Encoding vs. Enkripsi

Encoding (seperti Base64) mengubah data menjadi representasi berbeda menggunakan skema yang diketahui dan bersifat publik — dapat dibalik oleh siapa saja. Enkripsi menggunakan kunci rahasia dan hanya dapat dibalik oleh mereka yang memilikinya. Jangan mencampuradukkan keduanya.

Pemecahan Masalah

Dekripsi AES-256 gagal dengan pesan "Decryption failed".
Kesalahan ini berarti kunci atau ciphertext salah. Periksa apakah Anda menggunakan kunci yang persis sama dengan yang digunakan saat enkripsi, termasuk huruf kapital dan karakter khusus. Bahkan perbedaan satu karakter saja menghasilkan hasil yang sama sekali berbeda.
Output terlihat kosong atau tidak berubah.
Periksa apakah Anda telah memilih mode yang benar (Enkripsi atau Dekripsi) dan teks input tidak kosong. Untuk Caesar Cipher, verifikasi nilai pergeseran sudah diatur (default adalah 3).
Output Base64 berisi karakter yang tidak terduga.
Output Base64 standar menggunakan karakter "+", "/", dan "=". Jika Anda memerlukan Base64 URL-safe (yang mengganti "+" dengan "-" dan "/" dengan "_"), gunakan alat Base64 Encoder/Decoder khusus kami yang mendukung mode URL-safe.
Alat ini tidak merespons.
Semua operasi memerlukan JavaScript diaktifkan. Periksa pengaturan browser Anda, nonaktifkan ekstensi pemblokir skrip untuk situs ini, dan muat ulang halaman.

Tahukah Anda?

Julius Caesar menggunakan cipher-nya untuk berkomunikasi dengan komandan militer sekitar tahun 58 SM, menggeser setiap huruf sebanyak 3 posisi.
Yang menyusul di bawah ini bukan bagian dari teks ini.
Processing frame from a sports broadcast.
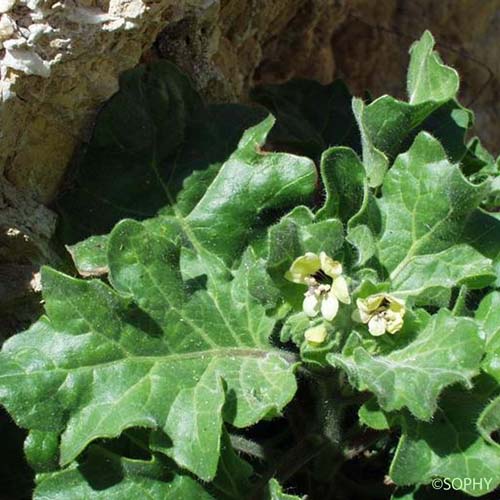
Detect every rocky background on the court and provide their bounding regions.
[0,0,500,330]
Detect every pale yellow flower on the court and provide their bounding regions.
[285,252,351,321]
[353,293,406,337]
[304,325,327,346]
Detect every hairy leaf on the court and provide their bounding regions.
[328,310,484,420]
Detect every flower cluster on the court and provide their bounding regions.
[353,293,406,337]
[285,252,351,321]
[285,252,406,345]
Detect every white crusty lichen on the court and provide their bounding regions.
[0,0,147,82]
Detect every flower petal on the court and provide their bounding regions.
[385,310,404,333]
[368,314,387,337]
[387,295,406,316]
[304,325,327,345]
[319,252,342,278]
[332,276,351,304]
[321,292,339,321]
[356,299,372,323]
[285,252,321,284]
[302,293,319,318]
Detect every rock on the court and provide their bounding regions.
[0,0,500,262]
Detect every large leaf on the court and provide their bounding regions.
[251,80,360,159]
[58,61,265,243]
[353,31,464,187]
[0,119,316,480]
[390,380,500,496]
[33,446,214,500]
[328,310,484,420]
[476,292,500,384]
[378,132,495,301]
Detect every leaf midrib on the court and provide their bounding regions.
[0,347,297,380]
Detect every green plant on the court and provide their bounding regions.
[0,33,500,500]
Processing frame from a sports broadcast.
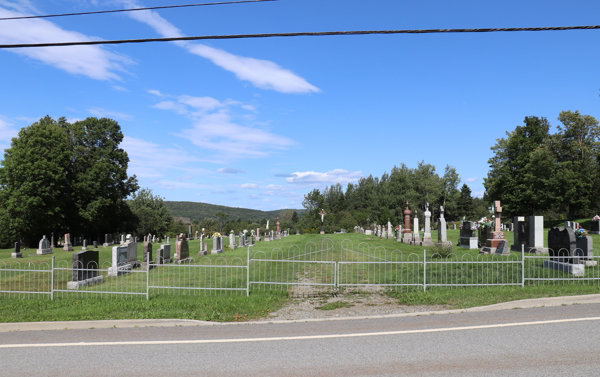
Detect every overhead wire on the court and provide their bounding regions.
[0,25,600,49]
[0,0,277,21]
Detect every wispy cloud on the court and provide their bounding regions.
[0,4,133,80]
[217,168,245,174]
[121,135,214,178]
[285,169,363,184]
[122,0,321,93]
[87,107,133,120]
[113,85,129,92]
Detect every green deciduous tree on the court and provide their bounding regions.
[0,116,137,246]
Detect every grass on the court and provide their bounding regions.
[0,294,287,322]
[0,229,600,322]
[388,284,600,309]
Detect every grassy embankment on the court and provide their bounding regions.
[0,220,600,322]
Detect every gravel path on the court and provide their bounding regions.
[259,289,448,321]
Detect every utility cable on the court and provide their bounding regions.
[0,25,600,48]
[0,0,277,21]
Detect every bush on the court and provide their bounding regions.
[429,243,452,258]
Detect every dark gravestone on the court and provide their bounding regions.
[517,220,529,250]
[548,227,579,263]
[72,250,99,281]
[496,241,508,254]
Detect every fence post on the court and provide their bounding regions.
[50,255,56,301]
[423,250,427,292]
[246,246,250,296]
[146,260,152,300]
[521,244,525,288]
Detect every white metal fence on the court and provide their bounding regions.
[0,239,600,299]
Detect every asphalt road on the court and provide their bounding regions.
[0,304,600,377]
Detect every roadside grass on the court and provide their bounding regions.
[388,284,600,309]
[0,229,600,322]
[0,294,287,322]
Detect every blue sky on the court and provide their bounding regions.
[0,0,600,210]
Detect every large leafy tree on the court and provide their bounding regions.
[0,116,73,246]
[484,116,552,216]
[0,116,137,246]
[63,118,138,234]
[127,188,173,235]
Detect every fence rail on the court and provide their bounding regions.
[0,239,600,299]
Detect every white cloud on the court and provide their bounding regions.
[113,85,129,92]
[0,5,133,80]
[285,169,362,184]
[152,101,188,115]
[179,95,223,110]
[148,89,165,97]
[87,107,133,120]
[122,0,321,93]
[217,168,245,174]
[180,112,295,158]
[121,135,213,178]
[267,185,285,191]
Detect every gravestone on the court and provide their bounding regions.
[460,221,479,250]
[67,250,104,289]
[411,210,421,245]
[123,242,140,268]
[437,206,448,245]
[588,220,600,234]
[142,237,152,271]
[156,244,171,264]
[229,230,237,250]
[481,200,510,255]
[511,216,529,251]
[102,234,113,247]
[11,241,23,258]
[402,201,413,243]
[421,203,433,246]
[35,236,52,255]
[63,233,73,251]
[544,227,585,276]
[108,246,133,277]
[175,233,189,263]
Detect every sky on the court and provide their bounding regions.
[0,0,600,210]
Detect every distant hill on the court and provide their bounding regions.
[165,200,306,221]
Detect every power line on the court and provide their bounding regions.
[0,0,277,21]
[0,25,600,48]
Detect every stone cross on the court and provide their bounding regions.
[494,200,502,232]
[319,209,326,222]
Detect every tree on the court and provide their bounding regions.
[0,116,73,247]
[127,188,173,234]
[60,118,139,234]
[458,183,474,220]
[0,116,138,245]
[484,116,552,216]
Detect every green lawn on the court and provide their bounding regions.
[0,230,600,322]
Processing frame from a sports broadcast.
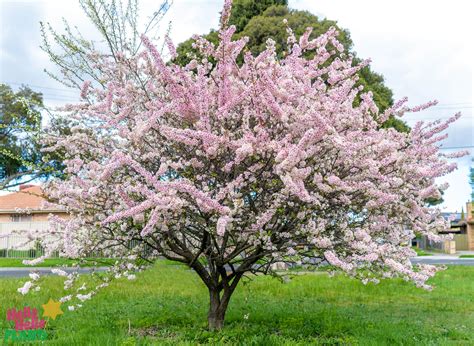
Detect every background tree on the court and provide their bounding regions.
[40,0,170,89]
[0,84,69,190]
[0,0,170,190]
[0,84,43,189]
[175,0,409,132]
[26,1,462,329]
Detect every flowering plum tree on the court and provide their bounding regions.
[30,1,461,329]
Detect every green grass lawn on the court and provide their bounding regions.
[0,258,115,268]
[0,262,474,345]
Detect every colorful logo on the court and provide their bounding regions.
[3,299,63,342]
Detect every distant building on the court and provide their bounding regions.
[432,202,474,251]
[0,185,68,253]
[0,185,67,224]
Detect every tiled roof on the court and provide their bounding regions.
[0,185,44,211]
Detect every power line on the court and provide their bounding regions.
[439,145,474,150]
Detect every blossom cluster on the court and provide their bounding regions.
[27,1,459,301]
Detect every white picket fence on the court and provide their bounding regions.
[0,221,49,258]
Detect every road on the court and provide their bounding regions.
[0,255,474,278]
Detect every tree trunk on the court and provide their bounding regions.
[207,289,230,331]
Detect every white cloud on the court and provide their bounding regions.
[0,0,474,211]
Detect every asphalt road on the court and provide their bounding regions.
[0,256,474,278]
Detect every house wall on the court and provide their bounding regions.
[0,213,67,223]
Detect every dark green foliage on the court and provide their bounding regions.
[0,84,43,182]
[229,0,288,32]
[175,0,409,132]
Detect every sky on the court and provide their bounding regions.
[0,0,474,212]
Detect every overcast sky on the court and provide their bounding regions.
[0,0,474,211]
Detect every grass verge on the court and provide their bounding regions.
[0,258,115,268]
[0,262,474,345]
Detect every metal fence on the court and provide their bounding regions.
[0,221,49,258]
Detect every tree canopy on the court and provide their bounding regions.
[175,0,409,132]
[0,84,43,188]
[21,0,462,329]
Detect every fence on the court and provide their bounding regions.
[0,221,49,258]
[0,221,153,259]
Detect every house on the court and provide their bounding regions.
[0,185,67,224]
[0,185,68,253]
[420,202,474,253]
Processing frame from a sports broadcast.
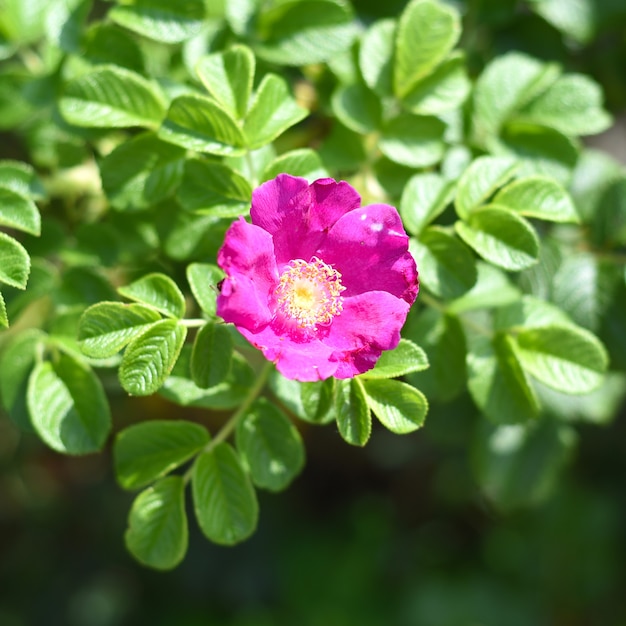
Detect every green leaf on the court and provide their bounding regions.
[117,273,185,318]
[7,257,59,318]
[0,328,46,430]
[467,334,539,424]
[187,263,224,317]
[59,65,165,128]
[363,380,428,435]
[78,302,161,359]
[448,261,521,314]
[113,420,209,490]
[159,94,245,156]
[359,19,396,97]
[159,346,255,410]
[529,0,596,45]
[407,308,467,402]
[55,266,115,307]
[224,0,258,36]
[398,172,455,235]
[472,419,577,511]
[379,113,446,168]
[236,398,304,491]
[82,22,145,73]
[472,52,560,147]
[119,320,187,396]
[454,205,539,271]
[191,323,233,389]
[261,148,328,181]
[100,133,185,210]
[124,476,189,570]
[0,232,30,289]
[498,121,579,185]
[550,251,622,332]
[454,156,518,219]
[331,83,382,135]
[46,0,91,54]
[255,0,358,66]
[520,74,613,136]
[0,0,49,44]
[335,378,372,446]
[493,295,573,333]
[515,326,608,394]
[361,339,428,380]
[0,292,9,328]
[108,0,205,44]
[579,172,626,248]
[176,159,252,217]
[27,352,111,454]
[493,176,580,222]
[403,54,471,115]
[393,0,461,98]
[0,160,46,200]
[298,378,335,424]
[191,443,259,546]
[196,45,255,120]
[0,187,41,236]
[243,74,309,150]
[410,226,477,300]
Selama hampir 2.000 tahun, cipher substitusi sederhana seperti ini dianggap sebagai kriptografi paling canggih. Baru pada abad ke-9 M, ketika matematikawan Arab Al-Kindi mempublikasikan deskripsi pertama tentang analisis frekuensi, cipher semacam itu berhasil dipecahkan secara formal. Saat ini, AES-256 — algoritma yang digunakan alat ini untuk enkripsi kuat — akan membutuhkan lebih banyak energi daripada yang ada di alam semesta teramati untuk dipecahkan dengan brute force menggunakan teknologi komputasi saat ini.

Kesimpulan

Alat Enkripsi Teks memberi Anda empat metode enkripsi dalam satu antarmuka berbasis browser — dari cipher klasik untuk pembelajaran dan teka-teki hingga AES-256 untuk kebutuhan keamanan sesungguhnya. Semuanya berjalan di sisi klien, tidak ada yang disimpan, dan tidak ada kunci yang pernah meninggalkan perangkat Anda. Baik Anda seorang pengembang yang meng-encode payload API, pelajar yang menjelajahi kriptografi, atau seseorang yang melindungi catatan pribadi sensitif, alat ini siap membantu. Pilih algoritma Anda, atur kunci Anda, dan enkripsi dengan percaya diri.